Thanks @alexmyczko for taking the tasks! Please mind that I worked in package-latest-dev-version branch as I would like to reserve master for coot releases at the moment.

Re coots-nest. I will take care of this and will exclude it from Debian package.

Re non-amd64. Debian supports a variety of architectures and machines with these architectures are made available for Debian developers to help with porting. But as said, this can wait until after coot gets accepted into Debian, as builds on all Debian architectures will be attempted automatically after that.

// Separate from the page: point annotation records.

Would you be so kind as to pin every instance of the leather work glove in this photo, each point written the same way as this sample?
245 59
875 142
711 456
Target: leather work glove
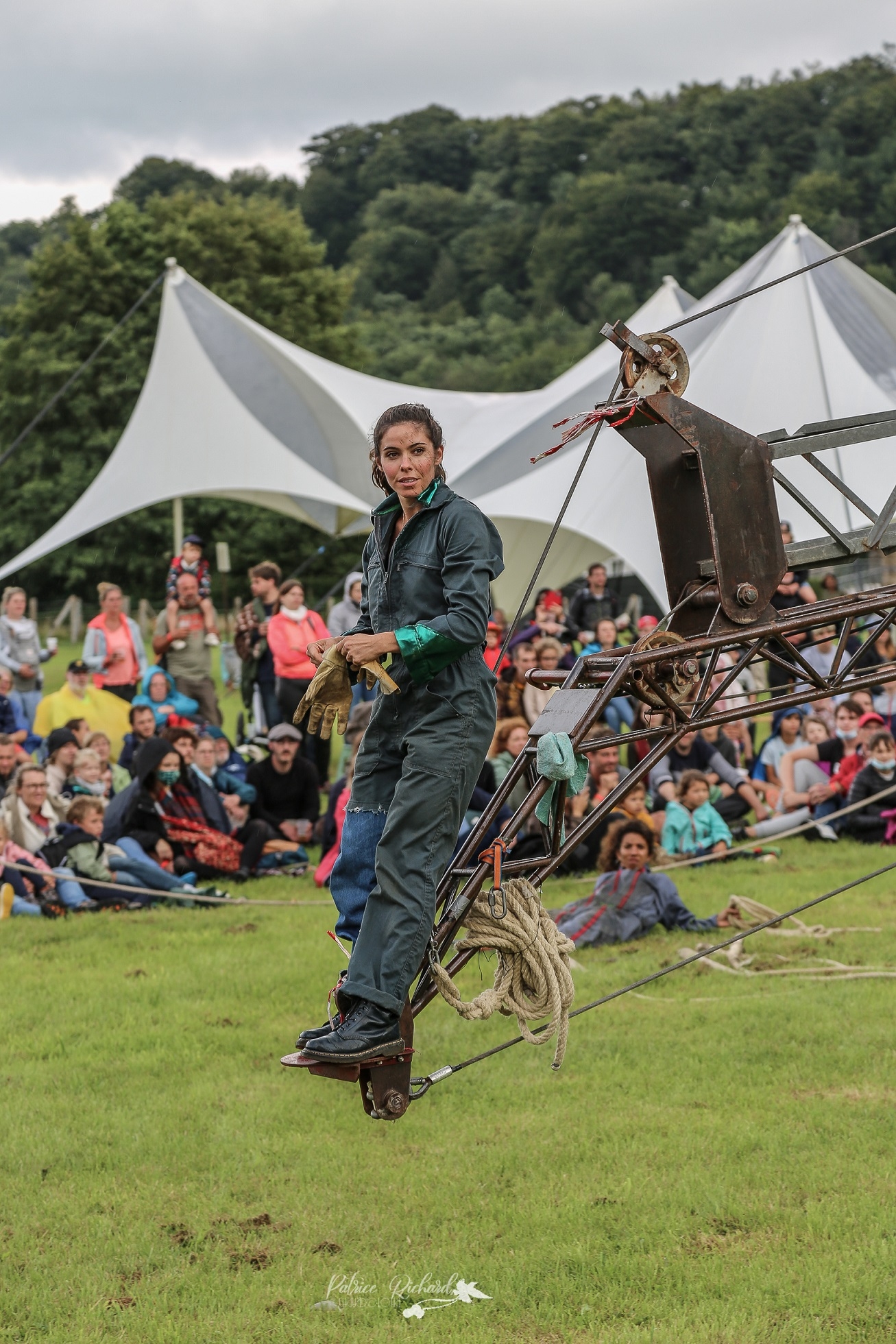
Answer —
328 698
376 672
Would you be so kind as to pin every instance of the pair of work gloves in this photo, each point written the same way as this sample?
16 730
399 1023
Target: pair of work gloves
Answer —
330 695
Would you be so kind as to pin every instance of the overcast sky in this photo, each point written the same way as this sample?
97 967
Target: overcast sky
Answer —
88 89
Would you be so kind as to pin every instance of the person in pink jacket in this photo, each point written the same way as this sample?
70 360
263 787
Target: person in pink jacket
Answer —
289 634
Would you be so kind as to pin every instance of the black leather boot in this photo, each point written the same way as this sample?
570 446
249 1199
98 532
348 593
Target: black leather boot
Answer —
365 1033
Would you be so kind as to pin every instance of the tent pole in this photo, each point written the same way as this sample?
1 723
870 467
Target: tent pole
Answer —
179 523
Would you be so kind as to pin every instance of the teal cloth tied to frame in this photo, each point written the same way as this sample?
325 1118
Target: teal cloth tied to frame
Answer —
558 761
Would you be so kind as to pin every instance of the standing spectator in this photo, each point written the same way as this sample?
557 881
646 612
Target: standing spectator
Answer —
21 649
548 653
143 726
289 634
191 561
512 682
191 664
78 699
287 787
114 647
592 604
8 763
159 694
492 651
347 613
119 776
10 725
252 644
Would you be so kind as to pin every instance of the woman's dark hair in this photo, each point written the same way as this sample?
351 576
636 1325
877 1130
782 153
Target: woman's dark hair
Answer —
617 834
409 413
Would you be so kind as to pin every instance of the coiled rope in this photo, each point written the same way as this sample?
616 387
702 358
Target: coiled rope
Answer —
532 979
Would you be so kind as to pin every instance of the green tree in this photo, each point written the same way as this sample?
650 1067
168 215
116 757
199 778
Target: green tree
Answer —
252 252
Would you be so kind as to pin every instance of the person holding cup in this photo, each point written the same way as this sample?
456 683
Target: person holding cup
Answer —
21 649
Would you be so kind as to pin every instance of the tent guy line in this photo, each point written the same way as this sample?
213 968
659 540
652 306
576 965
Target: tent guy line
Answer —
438 1075
81 370
749 293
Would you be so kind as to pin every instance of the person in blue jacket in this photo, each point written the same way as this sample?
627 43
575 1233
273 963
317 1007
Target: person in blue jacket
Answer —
159 691
425 600
628 900
692 826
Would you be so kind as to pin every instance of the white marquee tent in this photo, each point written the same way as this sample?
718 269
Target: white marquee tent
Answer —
232 410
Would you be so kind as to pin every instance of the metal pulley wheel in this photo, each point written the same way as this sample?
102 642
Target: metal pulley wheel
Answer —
645 379
679 677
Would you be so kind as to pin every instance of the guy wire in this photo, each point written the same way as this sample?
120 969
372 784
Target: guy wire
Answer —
665 971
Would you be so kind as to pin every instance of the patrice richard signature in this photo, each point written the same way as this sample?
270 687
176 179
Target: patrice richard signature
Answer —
429 1293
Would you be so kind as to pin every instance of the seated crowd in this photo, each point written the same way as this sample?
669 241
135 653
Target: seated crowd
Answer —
125 776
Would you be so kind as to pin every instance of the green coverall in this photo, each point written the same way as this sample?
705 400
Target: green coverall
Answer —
424 750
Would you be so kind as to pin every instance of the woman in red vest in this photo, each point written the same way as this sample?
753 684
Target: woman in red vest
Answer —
289 634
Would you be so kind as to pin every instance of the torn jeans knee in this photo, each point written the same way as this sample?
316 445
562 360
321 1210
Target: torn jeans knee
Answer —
355 872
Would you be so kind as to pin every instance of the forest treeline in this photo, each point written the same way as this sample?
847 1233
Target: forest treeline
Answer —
452 252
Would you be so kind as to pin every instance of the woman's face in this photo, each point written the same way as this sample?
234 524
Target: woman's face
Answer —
409 460
633 851
158 687
293 599
518 739
89 771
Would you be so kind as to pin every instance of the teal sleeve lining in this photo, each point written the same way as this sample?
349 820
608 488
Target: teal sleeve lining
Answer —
425 651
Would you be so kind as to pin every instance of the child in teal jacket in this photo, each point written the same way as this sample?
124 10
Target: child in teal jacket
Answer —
692 824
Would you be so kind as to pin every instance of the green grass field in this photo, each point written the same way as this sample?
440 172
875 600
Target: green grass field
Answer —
714 1163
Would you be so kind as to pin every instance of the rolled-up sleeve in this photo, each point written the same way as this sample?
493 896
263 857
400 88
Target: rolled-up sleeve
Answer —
470 561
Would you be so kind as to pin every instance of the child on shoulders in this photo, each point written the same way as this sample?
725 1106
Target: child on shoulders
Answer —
191 561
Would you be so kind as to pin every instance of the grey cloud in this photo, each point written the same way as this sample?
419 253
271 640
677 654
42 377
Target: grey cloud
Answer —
86 89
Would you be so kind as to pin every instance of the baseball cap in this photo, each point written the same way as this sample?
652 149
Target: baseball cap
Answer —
284 730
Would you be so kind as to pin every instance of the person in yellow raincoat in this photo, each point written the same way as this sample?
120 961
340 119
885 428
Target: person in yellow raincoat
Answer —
80 699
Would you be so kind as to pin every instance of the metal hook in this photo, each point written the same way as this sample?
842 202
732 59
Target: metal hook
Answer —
494 893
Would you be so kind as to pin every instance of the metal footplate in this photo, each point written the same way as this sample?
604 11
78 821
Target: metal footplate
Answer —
385 1082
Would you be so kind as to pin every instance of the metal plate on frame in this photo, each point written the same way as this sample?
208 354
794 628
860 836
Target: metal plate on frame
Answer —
564 711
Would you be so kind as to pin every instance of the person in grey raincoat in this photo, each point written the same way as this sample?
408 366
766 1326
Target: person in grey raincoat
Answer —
428 568
628 900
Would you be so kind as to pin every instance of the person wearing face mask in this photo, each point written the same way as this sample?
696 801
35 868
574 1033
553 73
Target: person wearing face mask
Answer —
869 823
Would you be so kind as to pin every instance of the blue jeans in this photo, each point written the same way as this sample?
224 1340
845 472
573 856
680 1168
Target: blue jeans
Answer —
70 893
617 712
354 874
138 870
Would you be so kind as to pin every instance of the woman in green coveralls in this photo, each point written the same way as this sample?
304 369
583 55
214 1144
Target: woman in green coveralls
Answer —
428 568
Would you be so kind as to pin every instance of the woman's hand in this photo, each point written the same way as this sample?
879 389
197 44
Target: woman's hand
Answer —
367 648
317 648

Of course it does not hurt to try earlier.

pemsley commented 2 months ago

cootilus/nautilus_lib.pdb is a PDB file, not source code. How does the license work for that (there are other such files, for example cootaneer/cootaneer-llk-2.40.dat, protein_db/protein.db).

Also cootaneer/Makefile-coot - that also doesn't have a copyright notice. It is not used, I think. Should I remove it?

pemsley commented 2 months ago

I have added or made updates to many source code copyright notices.

My plan is to continue to do so add or change the others to LGPL 3.

pemsley commented 2 months ago

This is slow-going, painstaking and dull.